Overall, we maintain our positive stance on TTMT given (1) JLR’s volume ramp-up resulting in strong revenue, profitability and FCF, 2) CV segment (on domestic side) benefitting from ongoing upcycle, operating leverage and tailwinds from low commodity costs & low discounting and (3) sustained market share in PV segment (13.5% vs 8% in FY21) led by revamped portfolio, rising SUV share and rising EV penetration. We expect Revenue/EBITDA CAGR of 17%/44% over FY24/25E. Retain ‘BUY’ with SoTP based TP of Rs 760 (earlier Rs 675).

♦ 1QFY24 JLR and CV help post strong performance: Consol. revenue grew by c30% YoY (helped by JLR’s revenue growth of c45%) beating our and Bloomberg consensus estimate (BBGe). Consol. EBITDA margin at c13.3% beat PLe (10.6%) and BBGe (11.0%). Consol. Opex was lower led by JLR and India CV segment. India CV revenues were a strong beat, as realisations grew 6.3% QoQ despite inferior mix in 1Q, benefitting from lower discounting; which has helped EBITDA margins (+c370bps YoY) to reach 8.4% (PLe: 6.8%). PV (ex-JLR) revenue beat while EBITDA margins (5.3%; -200bp QoQ) missed PLe.
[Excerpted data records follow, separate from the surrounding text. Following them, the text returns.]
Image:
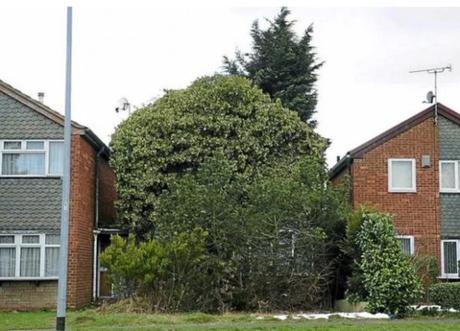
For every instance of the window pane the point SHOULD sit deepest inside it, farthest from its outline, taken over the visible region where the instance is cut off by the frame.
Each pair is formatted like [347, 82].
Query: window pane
[23, 164]
[448, 175]
[30, 262]
[35, 145]
[56, 158]
[450, 257]
[401, 176]
[12, 145]
[51, 261]
[405, 245]
[31, 239]
[53, 239]
[7, 262]
[6, 239]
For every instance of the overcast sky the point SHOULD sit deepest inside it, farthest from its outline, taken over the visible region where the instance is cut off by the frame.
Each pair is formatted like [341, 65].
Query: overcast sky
[364, 86]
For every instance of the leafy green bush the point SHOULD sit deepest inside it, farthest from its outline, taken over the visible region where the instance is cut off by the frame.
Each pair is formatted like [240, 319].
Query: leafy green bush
[389, 276]
[165, 272]
[447, 295]
[427, 269]
[178, 132]
[274, 239]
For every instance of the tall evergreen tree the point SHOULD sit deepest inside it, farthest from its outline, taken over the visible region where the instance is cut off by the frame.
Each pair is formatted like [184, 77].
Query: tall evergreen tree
[281, 64]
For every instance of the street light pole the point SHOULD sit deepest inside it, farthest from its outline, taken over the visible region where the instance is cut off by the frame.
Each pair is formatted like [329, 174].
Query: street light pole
[63, 251]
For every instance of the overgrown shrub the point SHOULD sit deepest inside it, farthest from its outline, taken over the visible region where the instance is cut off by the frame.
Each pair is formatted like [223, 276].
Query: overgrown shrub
[175, 134]
[447, 295]
[164, 272]
[275, 238]
[389, 276]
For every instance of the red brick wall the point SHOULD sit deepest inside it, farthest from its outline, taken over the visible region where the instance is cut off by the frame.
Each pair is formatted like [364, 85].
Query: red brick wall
[82, 217]
[414, 213]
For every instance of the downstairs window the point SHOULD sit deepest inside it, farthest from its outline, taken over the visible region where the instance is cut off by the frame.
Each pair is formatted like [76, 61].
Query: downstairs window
[29, 256]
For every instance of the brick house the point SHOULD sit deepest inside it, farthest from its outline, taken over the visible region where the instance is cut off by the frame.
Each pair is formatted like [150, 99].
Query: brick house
[412, 172]
[31, 151]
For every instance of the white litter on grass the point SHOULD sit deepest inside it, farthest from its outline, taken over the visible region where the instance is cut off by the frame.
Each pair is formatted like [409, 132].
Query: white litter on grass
[434, 307]
[430, 307]
[325, 316]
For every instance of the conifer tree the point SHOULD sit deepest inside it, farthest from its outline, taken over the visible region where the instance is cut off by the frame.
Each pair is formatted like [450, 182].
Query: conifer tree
[281, 64]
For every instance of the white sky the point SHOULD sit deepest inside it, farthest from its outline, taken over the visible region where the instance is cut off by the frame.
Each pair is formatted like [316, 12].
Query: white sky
[364, 86]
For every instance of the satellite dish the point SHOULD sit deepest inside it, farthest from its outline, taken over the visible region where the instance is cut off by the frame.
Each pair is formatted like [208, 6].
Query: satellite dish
[430, 97]
[123, 105]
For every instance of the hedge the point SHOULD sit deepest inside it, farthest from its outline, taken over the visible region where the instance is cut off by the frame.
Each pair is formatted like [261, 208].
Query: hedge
[447, 295]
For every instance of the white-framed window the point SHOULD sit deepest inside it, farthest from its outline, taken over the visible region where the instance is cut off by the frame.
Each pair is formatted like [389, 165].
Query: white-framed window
[401, 175]
[407, 244]
[22, 158]
[448, 177]
[29, 256]
[449, 258]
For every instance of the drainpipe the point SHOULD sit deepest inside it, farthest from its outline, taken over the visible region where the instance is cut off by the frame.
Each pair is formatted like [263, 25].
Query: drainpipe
[96, 232]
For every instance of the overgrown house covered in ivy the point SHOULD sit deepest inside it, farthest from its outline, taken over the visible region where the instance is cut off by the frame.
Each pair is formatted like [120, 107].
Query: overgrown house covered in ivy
[31, 167]
[412, 172]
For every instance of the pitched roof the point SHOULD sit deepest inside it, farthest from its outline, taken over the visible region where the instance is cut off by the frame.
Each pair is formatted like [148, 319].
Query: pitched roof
[359, 151]
[53, 115]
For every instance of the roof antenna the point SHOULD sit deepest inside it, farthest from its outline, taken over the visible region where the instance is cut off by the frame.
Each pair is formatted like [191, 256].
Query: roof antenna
[430, 96]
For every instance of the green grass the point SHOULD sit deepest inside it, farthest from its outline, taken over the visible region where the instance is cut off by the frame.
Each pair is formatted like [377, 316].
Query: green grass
[92, 320]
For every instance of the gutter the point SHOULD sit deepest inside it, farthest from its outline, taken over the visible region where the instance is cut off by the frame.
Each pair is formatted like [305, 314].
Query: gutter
[96, 279]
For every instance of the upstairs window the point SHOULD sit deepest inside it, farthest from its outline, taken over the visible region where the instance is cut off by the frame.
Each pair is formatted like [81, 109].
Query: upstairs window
[448, 176]
[449, 258]
[31, 158]
[401, 175]
[407, 244]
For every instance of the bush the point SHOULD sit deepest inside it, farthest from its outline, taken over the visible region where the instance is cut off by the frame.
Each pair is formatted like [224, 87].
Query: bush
[167, 273]
[447, 295]
[389, 275]
[178, 132]
[426, 268]
[273, 239]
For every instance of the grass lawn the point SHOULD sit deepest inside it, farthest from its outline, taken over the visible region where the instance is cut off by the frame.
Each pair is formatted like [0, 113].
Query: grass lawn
[92, 320]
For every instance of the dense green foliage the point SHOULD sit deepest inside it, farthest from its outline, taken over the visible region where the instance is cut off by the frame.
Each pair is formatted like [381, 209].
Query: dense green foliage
[355, 290]
[164, 271]
[176, 133]
[221, 156]
[388, 275]
[427, 269]
[281, 64]
[275, 238]
[271, 242]
[447, 295]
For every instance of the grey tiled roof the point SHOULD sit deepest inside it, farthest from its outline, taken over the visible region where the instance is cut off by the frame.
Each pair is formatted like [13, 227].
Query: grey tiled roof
[20, 122]
[30, 204]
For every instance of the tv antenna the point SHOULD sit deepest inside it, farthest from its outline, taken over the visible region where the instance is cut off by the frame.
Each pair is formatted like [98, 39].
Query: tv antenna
[430, 96]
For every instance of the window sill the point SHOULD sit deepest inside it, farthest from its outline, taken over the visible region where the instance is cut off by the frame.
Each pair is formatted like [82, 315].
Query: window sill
[26, 279]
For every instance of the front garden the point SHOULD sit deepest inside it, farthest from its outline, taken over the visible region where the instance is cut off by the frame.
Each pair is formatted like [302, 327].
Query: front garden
[91, 319]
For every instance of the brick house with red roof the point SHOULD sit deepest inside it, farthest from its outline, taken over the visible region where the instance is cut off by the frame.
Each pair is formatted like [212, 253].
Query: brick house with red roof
[412, 172]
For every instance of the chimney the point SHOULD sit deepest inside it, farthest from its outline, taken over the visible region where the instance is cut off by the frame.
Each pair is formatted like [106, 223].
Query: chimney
[41, 97]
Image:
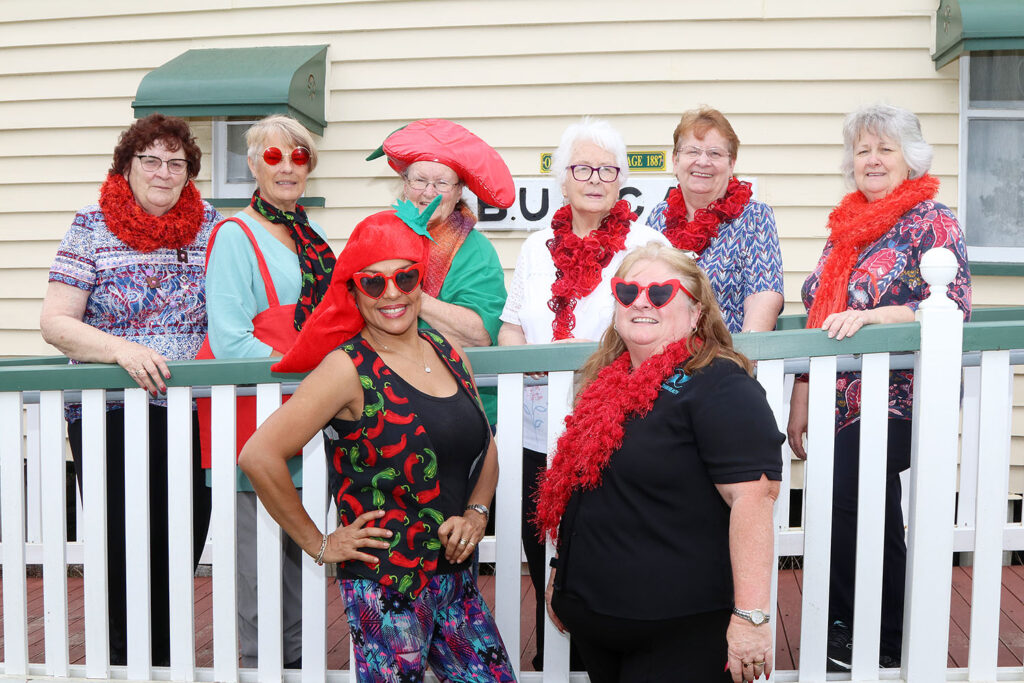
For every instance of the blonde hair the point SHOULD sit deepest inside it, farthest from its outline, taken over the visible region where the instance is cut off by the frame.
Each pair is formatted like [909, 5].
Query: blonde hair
[291, 129]
[711, 332]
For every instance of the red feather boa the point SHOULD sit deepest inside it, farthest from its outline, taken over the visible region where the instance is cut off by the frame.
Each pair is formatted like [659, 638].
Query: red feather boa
[853, 224]
[695, 235]
[579, 261]
[143, 231]
[595, 428]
♦ Key takeaways: (1) JLR: Remains optimistic on demand. Current order book is 185k units (200k in 4QFY23) of which +76% is for New RR, RR sport and Defender. JLR started activating marketing to build demand momentum for end of FY24 or early FY25, but will not see VME going beyond 2-3% in future (1.1% in 1Q). It also sees 2Q wholesale to be similar to 1Q (on lower production from plat shut down), however, has maintained its 400k FY24 volume targets. JLR will ramp-up production of RR and RR Sport by 30% from current levels by end of FY24. China volumes are improving with higher profitability. Its margins benefited from inventorisation (c1.1%) in 1Q and may upward revise guidance post 2Q. (2) CV segment: TTMT noted that lower availability of vehicles post BS6 (II) (as it had made major upgrades), impacted market share, which has now normalized. It expects CV industry to grow 5-10%YoY, while HCVs could grow in double digits. TTMT is focusing on profitable growth (lower discounting). Non-CV business grew by +25% YoY in 1Q. Commodity price should come down to 4QFY23 levels (3) PV segment: TTMT has waiting period of 3-12 weeks and strong demand for SUVs have continued. There is increase in competition, but has not used VME freely. EV division saw impact on margins due to higher lithium prices and IPL spends in 1Q, start of PLI, fall in lithium prices and cost control efforts should help margins 2Q onwards.